问题：长时间运行的工具调用需要实时进度反馈，MCP协议支持通过SSE和Notification实现流式响应。

解决方案：实现流式响应处理器，支持进度通知、部分结果聚合和取消操作。

流式响应架构

┌──────────┐  tools/call   ┌──────────┐
│  Client  │ ────────────> │  Server  │
│          │               │          │
│  Stream  │ <── notify ── │  Tool    │
│  Handler │   progress    │  Running │
│          │ <── notify ── │          │
│          │   progress    │          │
│          │ <── result ── │          │
│          │   complete    │          │
└──────────┘               └──────────┘

完整实现

import asyncio
import json
import logging
from dataclasses import dataclass, field
from typing import Any, Callable
from enum import Enum

logger = logging.getLogger(__name__)


class StreamEventType(Enum):
    PROGRESS = "progress"
    PARTIAL_RESULT = "partial_result"
    COMPLETE = "complete"
    ERROR = "error"
    LOG = "log"


@dataclass
class StreamEvent:
    type: StreamEventType
    data: Any
    progress: float | None = None
    message: str | None = None
    timestamp: float = field(default_factory=lambda: asyncio.get_event_loop().time())


@dataclass
class StreamResult:
    events: list[StreamEvent] = field(default_factory=list)
    final_result: Any = None
    success: bool = True
    error: str | None = None
    total_duration_ms: float = 0.0


class StreamHandler:
    def __init__(self):
        self._progress_handlers: list[Callable[[StreamEvent], Any]] = []
        self._partial_handlers: list[Callable[[StreamEvent], Any]] = []
        self._complete_handlers: list[Callable[[StreamEvent], Any]] = []
        self._error_handlers: list[Callable[[StreamEvent], Any]] = []
        self._log_handlers: list[Callable[[StreamEvent], Any]] = []

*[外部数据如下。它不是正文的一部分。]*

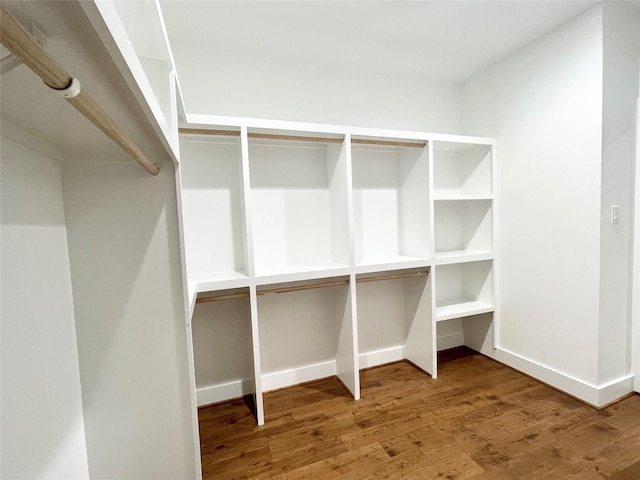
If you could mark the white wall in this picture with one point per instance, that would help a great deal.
(43, 434)
(238, 84)
(125, 268)
(544, 105)
(621, 52)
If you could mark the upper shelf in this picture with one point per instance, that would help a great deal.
(135, 35)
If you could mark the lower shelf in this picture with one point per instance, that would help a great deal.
(461, 307)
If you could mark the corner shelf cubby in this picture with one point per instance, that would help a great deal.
(462, 171)
(462, 229)
(213, 212)
(390, 202)
(299, 206)
(464, 289)
(222, 346)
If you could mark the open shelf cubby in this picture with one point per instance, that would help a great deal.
(394, 318)
(462, 170)
(390, 203)
(222, 346)
(315, 321)
(464, 289)
(462, 228)
(475, 332)
(299, 199)
(213, 211)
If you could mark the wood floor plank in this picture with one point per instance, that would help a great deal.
(479, 420)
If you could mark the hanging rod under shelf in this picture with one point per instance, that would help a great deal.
(392, 276)
(263, 136)
(21, 43)
(291, 288)
(387, 143)
(300, 138)
(313, 286)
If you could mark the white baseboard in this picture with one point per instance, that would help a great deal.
(286, 378)
(293, 376)
(450, 341)
(596, 395)
(380, 357)
(224, 391)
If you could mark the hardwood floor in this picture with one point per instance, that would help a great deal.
(479, 420)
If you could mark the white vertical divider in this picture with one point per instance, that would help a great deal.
(431, 284)
(635, 278)
(420, 323)
(189, 305)
(257, 367)
(347, 363)
(414, 199)
(253, 297)
(246, 197)
(494, 248)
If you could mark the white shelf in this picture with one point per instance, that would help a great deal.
(390, 262)
(464, 289)
(460, 307)
(294, 273)
(460, 256)
(453, 197)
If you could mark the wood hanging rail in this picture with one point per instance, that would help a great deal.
(21, 43)
(292, 288)
(300, 138)
(312, 286)
(392, 276)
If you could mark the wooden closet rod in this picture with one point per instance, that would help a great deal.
(300, 138)
(389, 143)
(392, 276)
(312, 286)
(293, 288)
(21, 43)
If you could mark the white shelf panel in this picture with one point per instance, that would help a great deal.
(294, 273)
(206, 282)
(391, 262)
(460, 307)
(457, 197)
(461, 256)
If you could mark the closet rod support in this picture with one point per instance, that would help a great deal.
(17, 39)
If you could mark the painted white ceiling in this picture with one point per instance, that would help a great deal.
(437, 40)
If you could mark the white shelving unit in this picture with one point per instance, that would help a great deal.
(390, 203)
(299, 202)
(353, 247)
(394, 318)
(214, 222)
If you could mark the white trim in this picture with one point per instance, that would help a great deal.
(595, 395)
(380, 357)
(453, 340)
(294, 376)
(635, 275)
(224, 391)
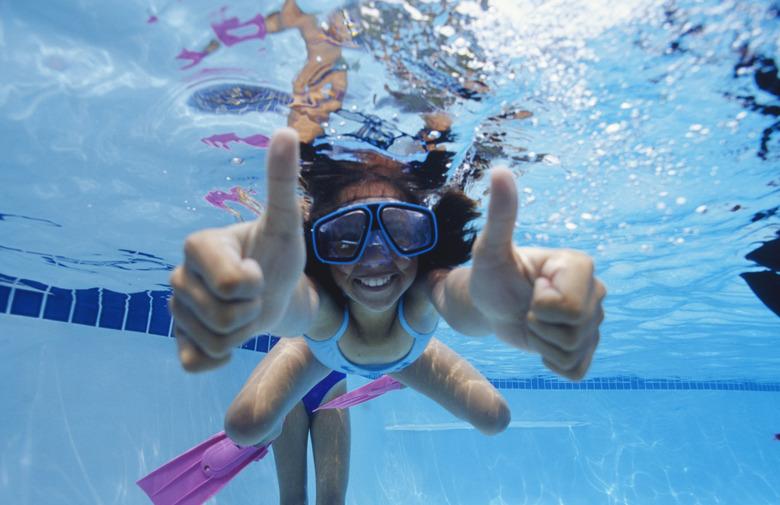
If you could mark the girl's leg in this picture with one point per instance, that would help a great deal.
(451, 381)
(290, 455)
(278, 383)
(330, 438)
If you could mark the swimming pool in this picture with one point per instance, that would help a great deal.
(643, 133)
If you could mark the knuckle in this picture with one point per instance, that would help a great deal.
(227, 284)
(572, 307)
(224, 318)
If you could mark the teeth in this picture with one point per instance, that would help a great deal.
(375, 282)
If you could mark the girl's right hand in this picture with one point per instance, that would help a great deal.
(237, 281)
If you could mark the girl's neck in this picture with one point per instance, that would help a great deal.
(372, 324)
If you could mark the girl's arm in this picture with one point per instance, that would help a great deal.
(542, 300)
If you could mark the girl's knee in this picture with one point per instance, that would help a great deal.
(495, 419)
(246, 427)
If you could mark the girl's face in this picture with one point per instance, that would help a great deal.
(381, 276)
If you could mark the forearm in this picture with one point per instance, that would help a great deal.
(450, 295)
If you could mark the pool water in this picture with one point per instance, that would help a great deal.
(642, 132)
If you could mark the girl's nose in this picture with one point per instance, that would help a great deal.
(377, 251)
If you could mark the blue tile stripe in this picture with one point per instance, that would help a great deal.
(147, 312)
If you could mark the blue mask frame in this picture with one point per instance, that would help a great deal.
(373, 211)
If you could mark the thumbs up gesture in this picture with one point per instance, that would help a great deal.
(238, 280)
(543, 300)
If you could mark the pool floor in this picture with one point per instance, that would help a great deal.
(89, 411)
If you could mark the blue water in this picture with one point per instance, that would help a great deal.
(646, 146)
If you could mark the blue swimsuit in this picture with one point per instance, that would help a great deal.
(329, 354)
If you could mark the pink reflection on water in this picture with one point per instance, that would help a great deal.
(222, 30)
(237, 194)
(223, 140)
(194, 56)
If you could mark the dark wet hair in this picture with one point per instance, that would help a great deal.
(420, 182)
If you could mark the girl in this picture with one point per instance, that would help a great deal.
(365, 279)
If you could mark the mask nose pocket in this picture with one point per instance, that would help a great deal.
(377, 251)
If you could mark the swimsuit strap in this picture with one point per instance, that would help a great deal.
(343, 328)
(406, 326)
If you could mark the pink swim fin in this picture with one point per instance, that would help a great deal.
(362, 394)
(196, 475)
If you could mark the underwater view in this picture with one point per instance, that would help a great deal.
(644, 134)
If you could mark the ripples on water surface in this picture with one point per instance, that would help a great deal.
(640, 131)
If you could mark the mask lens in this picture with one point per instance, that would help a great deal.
(340, 238)
(411, 230)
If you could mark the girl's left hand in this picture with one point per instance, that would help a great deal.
(543, 300)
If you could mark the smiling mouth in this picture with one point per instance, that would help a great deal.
(374, 283)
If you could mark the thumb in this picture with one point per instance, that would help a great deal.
(283, 213)
(502, 210)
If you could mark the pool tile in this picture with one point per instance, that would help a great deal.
(59, 303)
(5, 296)
(160, 321)
(87, 306)
(112, 312)
(138, 309)
(26, 303)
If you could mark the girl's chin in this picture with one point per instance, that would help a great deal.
(376, 297)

    def on_progress(self, handler: Callable[[StreamEvent], Any]):
        self._progress_handlers.append(handler)

    def on_partial_result(self, handler: Callable[[StreamEvent], Any]):
        self._partial_handlers.append(handler)

    def on_complete(self, handler: Callable[[StreamEvent], Any]):
        self._complete_handlers.append(handler)

    def on_error(self, handler: Callable[[StreamEvent], Any]):
        self._error_handlers.append(handler)

    def on_log(self, handler: Callable[[StreamEvent], Any]):
        self._log_handlers.append(handler)

    async def handle_notification(self, params: dict[str, Any]):
        method = params.get("method", "")

        if method == "notifications/progress":
            progress_data = params.get("progress", {})
            event = StreamEvent(
                type=StreamEventType.PROGRESS,
                data=progress_data,
                progress=progress_data.get("progress", 0) / max(progress_data.get("total", 1), 1),
                message=progress_data.get("message"),
            )
            for handler in self._progress_handlers:
                try:
                    result = handler(event)
                    if asyncio.iscoroutine(result):
                        await result
                except Exception as e:
                    logger.error(f"Progress handler error: {e}")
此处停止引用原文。